In the same post, OpenAI also announced that it has a built-in browser where you can open pages in Codex, directly comment on what you see, and ask Codex to make changes based on your feedback. Limited to local and public pages for now. That said, this feature is aimed more at developers, so I won’t go into it too much here. However, it’s worth noting that OpenAI has said that they plan to expand it beyond localhost over time, which will make it more interesting for general use.
Codex now has 90+ plugins and can schedule its own work
The advice I always give people is to start plugging AI tools into the apps and services they already use. Artificial intelligence labs take this idea very seriously, and OpenAI is no exception. The company uses Jira, GitLab, CircleCI, Microsoft Suite, and more. released over 90 new plugins with the above update, including tools like A more interesting update that the tool has received is the ability to schedule its own work.
Codex can now set future tasks for itself, wake up automatically, and continue working on something for days or weeks. It can also proactively suggest what you should work on next by extracting context from your codebase, Google Docs, Slack, Notion, and any related plugins. So instead of you opening the Codex and telling it what to do, the Codex can open and tell you what to do.

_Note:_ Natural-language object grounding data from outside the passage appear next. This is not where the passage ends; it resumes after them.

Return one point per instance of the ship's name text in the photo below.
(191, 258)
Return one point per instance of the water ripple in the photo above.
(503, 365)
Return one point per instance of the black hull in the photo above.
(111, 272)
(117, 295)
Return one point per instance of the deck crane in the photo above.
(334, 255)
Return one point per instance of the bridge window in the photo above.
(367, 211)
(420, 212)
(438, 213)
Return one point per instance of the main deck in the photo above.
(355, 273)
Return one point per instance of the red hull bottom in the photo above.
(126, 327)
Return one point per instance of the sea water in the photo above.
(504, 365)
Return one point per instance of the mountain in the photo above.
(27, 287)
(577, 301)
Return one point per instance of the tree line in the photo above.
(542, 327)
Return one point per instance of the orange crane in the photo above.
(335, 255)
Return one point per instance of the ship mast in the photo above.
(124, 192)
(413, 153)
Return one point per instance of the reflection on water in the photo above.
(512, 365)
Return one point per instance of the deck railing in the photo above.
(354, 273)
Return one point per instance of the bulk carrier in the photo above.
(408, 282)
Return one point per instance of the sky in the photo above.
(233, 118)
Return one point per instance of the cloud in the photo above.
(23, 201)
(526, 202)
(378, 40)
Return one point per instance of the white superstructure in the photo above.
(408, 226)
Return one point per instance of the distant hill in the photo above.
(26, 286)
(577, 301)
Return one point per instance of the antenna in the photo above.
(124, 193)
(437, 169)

This is quite a significant change.
Codex is also testing a feature that remembers what you’ve done
And you don’t need to tell him anything
Both of the features above are already in place, but what really caught my eye is something that OpenAI is testing within Codex called Chronicle. This feature is currently in preview for research access and is only available to ChatGPT Pro subscribers on macOS. I’m on the $20 Plus level, so I haven’t been able to try it myself, but based on what OpenAI has shared about it so far, it sounds like one of the most interesting (yet dubious) additions to the Codex yet. Chronicle actually monitors your screen in the background, periodically taking screenshots and turning what it sees into structured memories that are stored as native Markdown files.

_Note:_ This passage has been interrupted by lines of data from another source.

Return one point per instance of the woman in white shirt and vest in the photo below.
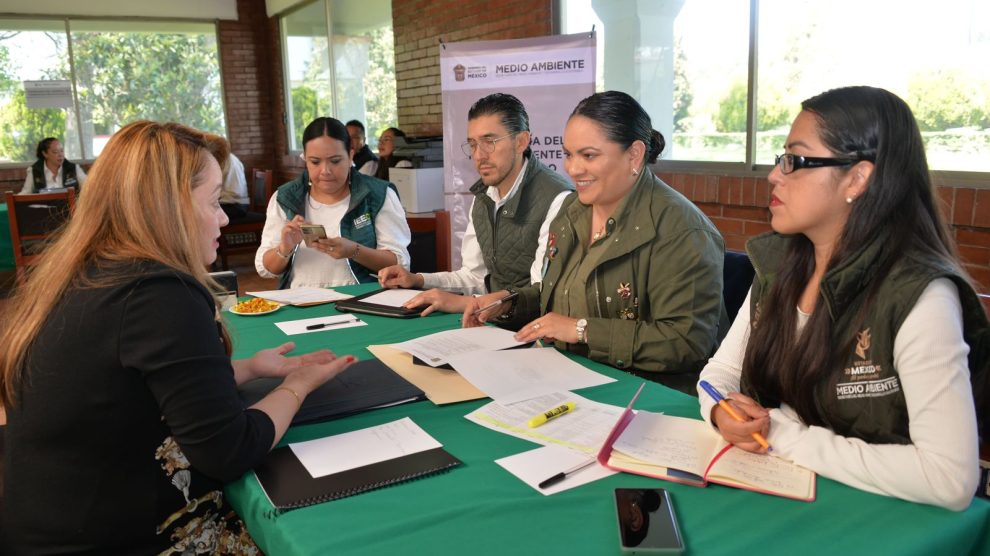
(52, 170)
(854, 351)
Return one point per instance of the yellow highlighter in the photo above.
(551, 414)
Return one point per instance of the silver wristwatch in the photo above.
(580, 326)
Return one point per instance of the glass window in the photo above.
(32, 50)
(690, 68)
(127, 71)
(120, 71)
(307, 63)
(358, 84)
(935, 59)
(689, 83)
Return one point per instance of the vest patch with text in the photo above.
(862, 377)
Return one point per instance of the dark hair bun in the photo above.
(657, 144)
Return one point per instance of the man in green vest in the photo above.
(514, 202)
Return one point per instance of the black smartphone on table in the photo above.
(647, 523)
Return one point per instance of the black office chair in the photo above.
(737, 275)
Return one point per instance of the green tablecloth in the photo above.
(479, 508)
(6, 245)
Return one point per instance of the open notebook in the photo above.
(689, 451)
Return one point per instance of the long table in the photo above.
(479, 508)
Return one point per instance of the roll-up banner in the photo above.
(548, 74)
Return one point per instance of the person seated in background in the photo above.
(633, 269)
(364, 160)
(52, 170)
(366, 227)
(234, 199)
(386, 146)
(124, 419)
(850, 354)
(515, 199)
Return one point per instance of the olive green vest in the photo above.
(508, 241)
(864, 398)
(358, 224)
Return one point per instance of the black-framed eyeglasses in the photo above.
(486, 145)
(791, 162)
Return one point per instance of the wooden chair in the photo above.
(33, 219)
(244, 234)
(431, 236)
(737, 275)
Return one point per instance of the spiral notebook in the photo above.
(288, 484)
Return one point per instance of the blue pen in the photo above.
(732, 412)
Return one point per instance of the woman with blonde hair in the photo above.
(123, 413)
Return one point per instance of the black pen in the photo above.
(329, 324)
(497, 302)
(560, 476)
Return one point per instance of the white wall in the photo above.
(182, 9)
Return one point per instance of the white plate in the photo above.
(236, 312)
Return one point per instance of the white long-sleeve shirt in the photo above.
(470, 278)
(314, 268)
(940, 466)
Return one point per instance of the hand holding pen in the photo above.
(761, 415)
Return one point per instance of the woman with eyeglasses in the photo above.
(850, 354)
(364, 228)
(633, 270)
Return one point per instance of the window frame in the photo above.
(749, 168)
(87, 157)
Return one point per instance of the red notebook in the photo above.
(688, 451)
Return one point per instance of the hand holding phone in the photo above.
(647, 524)
(313, 232)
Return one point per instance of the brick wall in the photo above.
(738, 207)
(419, 25)
(251, 63)
(246, 69)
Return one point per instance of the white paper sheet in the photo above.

The screenshots themselves are deleted after six hours, but the memories remain. That way, the next time you refer to the Codex, you already have the context you’re working on without having to explain anything. Now, the privacy this feature brings is something we’ll dive into another day. But it still shows that OpenAI is turning Codex into something that understands your workflow instead of performing tasks for you.
OpenAI explains that Chronicle is designed to reduce the amount of context you have to re-express when you start using Codex. The feature works by running sandboxed agents in the background to create memories from screenshots, and the company shares that the agents currently consume rate limits quickly.
The direction Codex is going in could not be clearer
If all of the above doesn’t make Codex and OpenAI’s direction clear, the company’s own words should. The bottom line in OpenAI’s blog post talks about it narrowing the gap between what people can imagine and what they can build.